If you chose the two litre injection version, you had struck gold. Whether you chose the 2.0i or the 2.0 SEi, the car suddenly behaved as its designers had intended. No, you were not going to win any traffic light drag race but the supreme poise and tranquillity of the car’s handling was matched to reasonable fuel figures and...ah...the XM suddenly revealed its greatest secret.

1995 Citroën XM 2.0i 16v SX


The XM handled like an Audi quattro. You didn’t brake for corners. Instead, you crushed your right foot into the soft carpet and watched as the laws of physics were swept aside by the genius of Citroën’s designers. The car did things that a big car should not be able to do. The XM held the road like nothing else. Even a Ford Granada 2.8 Ghia Injection X-Pack could not do what the XM could, when it came to a twisty, fast country A-road.

So what? Well, back in 1989, if your bank manager drove an Audi quattro or an X-Pack Granada, you might have had trouble sleeping at night. I mean, suppose he also drank lager or skipped church on a Sunday as well?  If he drove an XM, you would consider him to be one of these clever, ‘people-person’ types. He probably could have been a British Airways pilot if it wasn’t for the unfortunate squint and the fear of heights.

And the bank managers queued up in droves to drive the XM. In a masterstroke of marketing, Citroën had managed to slip their flagship car on to the corporate leasing lists, alongside the Ford Granada, Vauxhall Carlton and the Rover 820. Bank managers across Britain sat back in their chairs, sucked the ends of their plastic biros and stared at the four little tick-boxes on the sheet of A4 paper which they held in their hand. Well, which would you choose? I mean, it’s not as if you have to pay for the servicing, is it?

Citroën XM 3.0 litre V6


So, what went wrong? Why is the XM not worshipped in the same way that the DS is fetishised and kneeled before by those who are regulars at Goodwood Festival of Speed and who watch Top Gear, even though they should be reading a bedtime story to their kids instead?

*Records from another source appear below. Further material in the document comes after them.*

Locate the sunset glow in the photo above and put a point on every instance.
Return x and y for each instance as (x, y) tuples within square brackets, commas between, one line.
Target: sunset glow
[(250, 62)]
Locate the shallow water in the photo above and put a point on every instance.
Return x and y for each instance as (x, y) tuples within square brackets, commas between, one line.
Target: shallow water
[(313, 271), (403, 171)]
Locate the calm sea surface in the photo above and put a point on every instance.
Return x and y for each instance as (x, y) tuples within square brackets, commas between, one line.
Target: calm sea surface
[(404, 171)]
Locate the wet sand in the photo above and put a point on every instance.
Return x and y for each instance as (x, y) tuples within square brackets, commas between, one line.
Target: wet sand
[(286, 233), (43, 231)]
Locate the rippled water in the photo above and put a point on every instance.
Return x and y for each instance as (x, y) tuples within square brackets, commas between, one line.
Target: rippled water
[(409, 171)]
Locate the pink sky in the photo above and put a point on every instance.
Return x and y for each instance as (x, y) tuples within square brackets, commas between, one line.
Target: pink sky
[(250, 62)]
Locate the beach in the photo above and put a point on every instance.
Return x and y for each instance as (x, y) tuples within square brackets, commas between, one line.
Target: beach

Well, two things. As usual, Citroën overestimated the intelligence of the people who drove their cars. People don’t check tyre pressures and they don’t check fluid levels. People don’t read the instruction manual that comes with the cars. Bank managers don’t really love engineering; they love people thinking that they do.

Most drivers never understood that you have to drive the XM with gentle movements for the many different sensors to ‘unlock’ the suspension and deliver that silky-smooth Citroën ride. One tweak on the steering wheel or one jerk on the accelerator and the car’s suspension would be instantly switched to ‘sport’ mode, even if you hadn’t pressed the button beside the gear selector. I should imagine that at least 75% of XM drivers simply never realised why their car seemed to lack suppleness and sophistication: it was because they - as drivers – were failing to relax behind the wheel and drive to a high enough standard with smooth arm and leg movements. ‘Sympathique’, as the French would say.

Interior of 1995 Citroën XM


The second reason? Well, a nasty rumour started going round. The dealers didn’t want to buy secondhand XMs. The resale value plummeted like a fridge off a multi-storey car park. Some say it was because Citroën were less than ‘sympathique’ when it came to service charges and the price of spare parts. Others say that a horrendously unfortunate error in mixing the metal for the engine blocks at the foundry had resulted in the entire two litre range being randomly prone to terminal failure.

Would I buy one? Yes. For £500, the XM is an absolute snip. The surviving ones are bound to be those that do not have a problem with their engine blocks. The consumable parts are average in price. I’d buy one that has a full service history, probably a Dutch or German left hand drive automatic, with the SEi specification.

And, with a twenty year old car, I would proceed to scare the hell out of every BMW that dared to follow me into a bend.